La vida desordenada, en cualquiera de sus formas, provoca una necesaria tendencia caótica dificil de controlar. De éste modo es una estampa normalizada en los drogadictos más extremos una total ausencia de rutina diaria, llegando hasta un auténtico devenir en deseo de droga. Algo similar podríamos decir de los estallidos psicóticos de la esquizofrenia que, si no son controlados farmacologicamente, lleva a su poseedor involuntario hacia una espiral continua de desorden físico y sentimental. Además en ambos casos podríamos poner un denominador común: las visiones; el ver realidades sugestivas que están más allá de la auténtica experiencia primera. Esto lo supo ver muy bien David Bowie como podemos intuir de los anagramas que podríamos conformar a través del hombre de su obra, por otra parte excelente, “Aladdin Sane”. Si por un lado lo podemos leer como “A Lad Insane” haciendo referencia a su demencia, también podríamos traducirlo como “Love Aladdin Vein” para entender su afición por la heroína; la experiencia del loco y del drogadicto son, formalmente, indisolubles entre sí. Y para ahondar en esto hablaremos del videojuego inspirado en la obra de David Bowie, “Aladdin Sane: Road Trip to America”.
Con un encantador estilo reminiscente de un 8‑bits en estado puro lo primero que nos encontramos, ya desde su caja, es la pura y limpia presentación de píxeles como puños. Después, precisamente con puños como píxeles, tendremos que ponernos en la piel de un rectangular Ziggy Stardust que se defenderá a bofetones de la galeada de fans, histéricos hasta la demencia, para intentar huir de su último concierto en Londres. Bajo esta premisa de futuro incierto de Ziggy en el viejo continente decidirá embarcarse en un viaje hacia EEUU en una road trip que nos llevará desde un decadente Londres pre-SIDA hasta un Nueva York recién espoleado por la intermitente fiebre punk. Todo ello bien adornado de una jugabilidad exquisita, perfectamente depurada, y unas aristas cúbicas que harán las delicias de todos los yonkis de los tiempos de las limitaciones gráficas geométricas.

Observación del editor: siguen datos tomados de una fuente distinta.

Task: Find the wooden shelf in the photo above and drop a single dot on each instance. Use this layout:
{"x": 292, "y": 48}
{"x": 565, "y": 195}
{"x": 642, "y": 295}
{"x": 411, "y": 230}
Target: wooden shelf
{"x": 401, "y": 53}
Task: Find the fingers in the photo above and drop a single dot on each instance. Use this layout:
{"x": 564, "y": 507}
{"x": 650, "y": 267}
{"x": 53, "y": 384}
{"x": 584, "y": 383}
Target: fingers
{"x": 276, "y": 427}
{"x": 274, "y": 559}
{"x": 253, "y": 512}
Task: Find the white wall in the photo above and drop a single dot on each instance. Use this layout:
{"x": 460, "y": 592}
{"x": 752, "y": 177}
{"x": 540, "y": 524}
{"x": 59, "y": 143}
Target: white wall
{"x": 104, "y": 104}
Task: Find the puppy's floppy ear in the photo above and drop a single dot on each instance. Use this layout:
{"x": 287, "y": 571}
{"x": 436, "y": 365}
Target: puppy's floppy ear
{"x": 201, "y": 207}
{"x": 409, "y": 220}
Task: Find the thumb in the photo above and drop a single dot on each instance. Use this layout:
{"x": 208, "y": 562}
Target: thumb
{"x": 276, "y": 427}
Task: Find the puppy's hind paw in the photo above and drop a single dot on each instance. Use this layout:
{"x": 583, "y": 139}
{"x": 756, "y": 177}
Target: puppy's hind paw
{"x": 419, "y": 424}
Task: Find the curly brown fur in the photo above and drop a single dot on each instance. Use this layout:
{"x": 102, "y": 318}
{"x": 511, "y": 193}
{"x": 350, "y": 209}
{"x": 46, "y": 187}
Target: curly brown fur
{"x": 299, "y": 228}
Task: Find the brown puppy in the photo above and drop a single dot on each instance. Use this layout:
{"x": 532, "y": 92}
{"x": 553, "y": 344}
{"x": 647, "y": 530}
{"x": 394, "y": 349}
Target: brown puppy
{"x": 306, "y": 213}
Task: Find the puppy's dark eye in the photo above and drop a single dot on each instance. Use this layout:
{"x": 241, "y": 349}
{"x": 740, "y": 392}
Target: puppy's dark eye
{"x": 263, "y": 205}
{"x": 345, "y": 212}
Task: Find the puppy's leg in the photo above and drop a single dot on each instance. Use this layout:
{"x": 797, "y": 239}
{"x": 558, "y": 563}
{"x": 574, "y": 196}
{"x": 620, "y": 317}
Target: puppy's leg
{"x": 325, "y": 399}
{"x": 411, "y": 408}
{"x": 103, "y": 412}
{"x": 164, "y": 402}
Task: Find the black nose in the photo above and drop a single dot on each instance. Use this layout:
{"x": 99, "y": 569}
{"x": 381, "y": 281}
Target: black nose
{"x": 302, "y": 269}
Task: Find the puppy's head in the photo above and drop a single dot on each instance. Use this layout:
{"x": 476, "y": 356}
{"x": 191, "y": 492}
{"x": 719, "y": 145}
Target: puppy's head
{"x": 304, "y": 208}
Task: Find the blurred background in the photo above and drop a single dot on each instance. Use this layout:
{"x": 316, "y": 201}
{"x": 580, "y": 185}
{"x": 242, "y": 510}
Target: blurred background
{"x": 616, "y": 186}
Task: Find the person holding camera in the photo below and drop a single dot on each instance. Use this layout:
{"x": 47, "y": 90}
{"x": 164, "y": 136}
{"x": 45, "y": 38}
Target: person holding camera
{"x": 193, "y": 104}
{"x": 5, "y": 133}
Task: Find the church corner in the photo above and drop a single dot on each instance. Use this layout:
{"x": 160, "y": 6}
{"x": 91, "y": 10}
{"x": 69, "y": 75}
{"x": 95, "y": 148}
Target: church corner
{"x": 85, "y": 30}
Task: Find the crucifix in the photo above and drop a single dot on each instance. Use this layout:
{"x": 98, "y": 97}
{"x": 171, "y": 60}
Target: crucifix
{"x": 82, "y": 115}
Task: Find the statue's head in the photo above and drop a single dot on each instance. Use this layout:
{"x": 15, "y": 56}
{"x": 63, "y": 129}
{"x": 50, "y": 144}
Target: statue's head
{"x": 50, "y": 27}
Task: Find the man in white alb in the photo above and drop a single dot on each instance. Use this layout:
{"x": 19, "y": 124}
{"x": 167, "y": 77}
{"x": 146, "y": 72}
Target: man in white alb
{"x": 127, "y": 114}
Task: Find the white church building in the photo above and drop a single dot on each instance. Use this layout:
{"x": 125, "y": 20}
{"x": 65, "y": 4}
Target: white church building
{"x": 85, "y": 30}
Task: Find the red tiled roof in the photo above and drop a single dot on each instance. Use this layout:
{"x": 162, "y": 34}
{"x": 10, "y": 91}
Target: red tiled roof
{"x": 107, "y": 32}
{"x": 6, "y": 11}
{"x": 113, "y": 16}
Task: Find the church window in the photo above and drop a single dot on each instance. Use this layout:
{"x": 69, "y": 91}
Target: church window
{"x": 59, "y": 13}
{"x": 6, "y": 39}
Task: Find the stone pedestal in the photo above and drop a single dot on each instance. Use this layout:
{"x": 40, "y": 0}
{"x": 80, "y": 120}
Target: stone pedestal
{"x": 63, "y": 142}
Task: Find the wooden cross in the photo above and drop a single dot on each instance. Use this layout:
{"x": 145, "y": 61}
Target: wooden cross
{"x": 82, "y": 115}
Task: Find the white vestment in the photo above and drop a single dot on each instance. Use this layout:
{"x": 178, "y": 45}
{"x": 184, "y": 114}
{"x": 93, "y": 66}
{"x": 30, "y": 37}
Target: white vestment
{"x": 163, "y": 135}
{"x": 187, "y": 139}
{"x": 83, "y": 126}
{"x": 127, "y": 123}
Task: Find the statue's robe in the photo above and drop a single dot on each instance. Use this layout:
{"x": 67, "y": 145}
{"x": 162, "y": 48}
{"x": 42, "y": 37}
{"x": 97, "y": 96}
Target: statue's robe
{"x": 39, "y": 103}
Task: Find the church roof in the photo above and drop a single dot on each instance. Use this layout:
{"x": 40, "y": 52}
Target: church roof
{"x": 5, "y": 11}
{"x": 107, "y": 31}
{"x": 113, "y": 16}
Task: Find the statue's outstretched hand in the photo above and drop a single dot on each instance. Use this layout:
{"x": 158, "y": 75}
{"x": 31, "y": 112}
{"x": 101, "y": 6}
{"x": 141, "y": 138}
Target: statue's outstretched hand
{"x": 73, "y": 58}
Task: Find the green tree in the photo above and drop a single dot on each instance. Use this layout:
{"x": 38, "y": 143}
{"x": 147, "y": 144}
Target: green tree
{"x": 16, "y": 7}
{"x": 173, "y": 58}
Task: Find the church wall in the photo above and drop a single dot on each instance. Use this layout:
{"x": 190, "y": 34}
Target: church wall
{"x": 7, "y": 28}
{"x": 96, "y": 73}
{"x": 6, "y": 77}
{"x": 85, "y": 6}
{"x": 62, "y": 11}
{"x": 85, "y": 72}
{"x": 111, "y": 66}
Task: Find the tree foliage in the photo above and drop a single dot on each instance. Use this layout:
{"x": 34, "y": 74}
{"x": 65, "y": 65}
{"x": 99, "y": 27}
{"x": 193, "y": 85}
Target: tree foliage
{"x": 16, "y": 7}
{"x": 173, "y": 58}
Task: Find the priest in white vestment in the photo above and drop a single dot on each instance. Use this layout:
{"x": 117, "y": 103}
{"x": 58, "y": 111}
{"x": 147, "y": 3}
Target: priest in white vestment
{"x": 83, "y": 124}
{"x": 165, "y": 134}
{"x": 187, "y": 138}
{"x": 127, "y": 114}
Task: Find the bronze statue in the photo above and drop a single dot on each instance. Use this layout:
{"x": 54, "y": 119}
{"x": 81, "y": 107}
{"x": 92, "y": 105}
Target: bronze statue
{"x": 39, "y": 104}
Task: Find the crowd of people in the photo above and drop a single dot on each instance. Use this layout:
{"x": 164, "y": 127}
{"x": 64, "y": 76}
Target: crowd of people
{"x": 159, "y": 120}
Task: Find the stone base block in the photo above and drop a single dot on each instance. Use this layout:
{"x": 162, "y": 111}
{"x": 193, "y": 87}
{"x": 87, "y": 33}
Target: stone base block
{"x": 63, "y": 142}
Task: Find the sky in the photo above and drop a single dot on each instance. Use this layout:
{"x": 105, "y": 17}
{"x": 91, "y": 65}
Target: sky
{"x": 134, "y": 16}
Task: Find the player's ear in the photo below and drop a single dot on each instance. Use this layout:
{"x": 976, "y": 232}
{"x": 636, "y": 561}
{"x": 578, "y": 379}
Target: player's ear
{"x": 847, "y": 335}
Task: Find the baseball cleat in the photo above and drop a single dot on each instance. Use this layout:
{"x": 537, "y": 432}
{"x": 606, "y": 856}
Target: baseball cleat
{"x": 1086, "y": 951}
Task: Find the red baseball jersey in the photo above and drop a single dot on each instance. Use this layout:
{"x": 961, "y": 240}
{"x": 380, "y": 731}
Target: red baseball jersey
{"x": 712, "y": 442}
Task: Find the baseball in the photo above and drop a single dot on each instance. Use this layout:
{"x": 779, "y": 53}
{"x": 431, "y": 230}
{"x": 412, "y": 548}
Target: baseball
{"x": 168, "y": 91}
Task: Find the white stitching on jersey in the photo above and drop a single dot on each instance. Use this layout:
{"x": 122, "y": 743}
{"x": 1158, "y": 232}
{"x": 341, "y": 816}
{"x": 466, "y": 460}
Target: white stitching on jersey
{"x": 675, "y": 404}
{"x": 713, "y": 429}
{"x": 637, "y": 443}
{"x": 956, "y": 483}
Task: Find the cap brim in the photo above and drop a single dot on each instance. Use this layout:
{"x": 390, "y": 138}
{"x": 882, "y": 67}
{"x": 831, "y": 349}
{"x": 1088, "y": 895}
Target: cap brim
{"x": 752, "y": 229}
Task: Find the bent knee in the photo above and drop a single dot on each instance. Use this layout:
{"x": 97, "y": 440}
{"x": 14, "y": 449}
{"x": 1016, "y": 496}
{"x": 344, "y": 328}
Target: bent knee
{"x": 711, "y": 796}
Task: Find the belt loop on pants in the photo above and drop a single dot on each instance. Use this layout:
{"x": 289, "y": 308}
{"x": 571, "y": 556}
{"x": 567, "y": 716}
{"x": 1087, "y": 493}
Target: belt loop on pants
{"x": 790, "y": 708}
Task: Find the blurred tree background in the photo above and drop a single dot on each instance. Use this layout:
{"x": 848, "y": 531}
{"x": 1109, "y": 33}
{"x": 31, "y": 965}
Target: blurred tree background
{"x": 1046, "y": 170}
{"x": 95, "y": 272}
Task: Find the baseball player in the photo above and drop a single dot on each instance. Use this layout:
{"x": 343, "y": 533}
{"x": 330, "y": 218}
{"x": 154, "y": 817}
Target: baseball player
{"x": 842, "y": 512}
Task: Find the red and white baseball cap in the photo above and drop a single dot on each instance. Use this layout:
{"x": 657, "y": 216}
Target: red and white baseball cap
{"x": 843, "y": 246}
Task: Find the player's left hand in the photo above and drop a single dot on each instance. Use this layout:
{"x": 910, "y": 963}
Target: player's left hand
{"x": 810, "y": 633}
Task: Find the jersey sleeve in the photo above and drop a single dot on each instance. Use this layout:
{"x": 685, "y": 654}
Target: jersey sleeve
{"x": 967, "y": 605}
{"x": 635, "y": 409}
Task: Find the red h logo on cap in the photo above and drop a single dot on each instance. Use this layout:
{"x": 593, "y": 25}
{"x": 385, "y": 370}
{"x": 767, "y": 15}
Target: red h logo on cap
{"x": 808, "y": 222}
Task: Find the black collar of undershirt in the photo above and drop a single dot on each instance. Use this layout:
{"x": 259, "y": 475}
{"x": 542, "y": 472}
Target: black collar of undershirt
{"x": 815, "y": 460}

Pero esta aventura no sería si tal sino fuera un descenso hacia los infiernos más profundos de la locura de Ziggy Stardust sobre su proceloso caballo blanco. Por eso durante todo el juego, una especie de yo contra el barrio con tintes que nos recuerdan al insigne Zelda: A Past to the Link, tendremos que ir recolectando todo tipo de drogas, tanto de nuestros enemigos como de los oportunos camellos ambulantes, para una doble finalidad: tanto no decaer físicamente ‑hasta el punto de que, sino consumimos durante demasiado tiempo drogas, moriremos- como para aumentar estrepitosamente nuestras características temporalmente. Por supuesto la mezcla de drogas, un exceso de ellas, o ambas, también podrán producir la muerte de Ziggy o, lo que es peor, hacer que sus enemigos se deformen y conviertan en cada vez más poderosas versiones de si mismos ‑todo en una forma solipsista que no nos permite dilucidar que es realidad y que ficción; que es fruto de las drogas y que de la locura-. Así el juego nos insta a hacer de las palabras de la ética de Aristóteles nuestra base vital: “en el justo medio está la virtud”. Por eso cualquier exceso que nos haga descender en exceso hacia la locura, o nos deje en un estado excesivamente normalizado, siempre será una desventaja inadmisible; el auténtico factor de cambio en la lucha contra El Mal® sabe mantener el equilibrio en su deseo: entre la obsesión y la obliteración.
Y esto es tanto así que incluso el final del juego variará según nuestras acciones: el que se haya mantenido más sobrio que drogado, acabará siendo un aburrido oficinista de por vida en Nueva York que morirá trabajando en la oficina sin que nadie se percate; el que se haya mantenido más drogado que sobrio acabará confinado en una cama de Tanger inyectándose heroína en los parpados mientras es asediado por los fantasmas de los enemigos pasados; y, el que mantenga el equilibrio, se suicidará simbólicamente para renacer como David Bowie, la auténtica Estrella que desafió a su tiempo. De éste modo nos enseña Ziggy Stardust la necesidad de que el ente deseante ‑tanto el yonki como el loco pero, muy especialmente, la (esquizo)entidad- se mantenga siempre en la lucha entre situarse lejos de los agujeros negros que originan los deseos y los flujos moleculares instaurados por la sociedad. Los flujos deseantes se deben conducir a través de los áureos caminos del devenir bordeados por la fatalidad.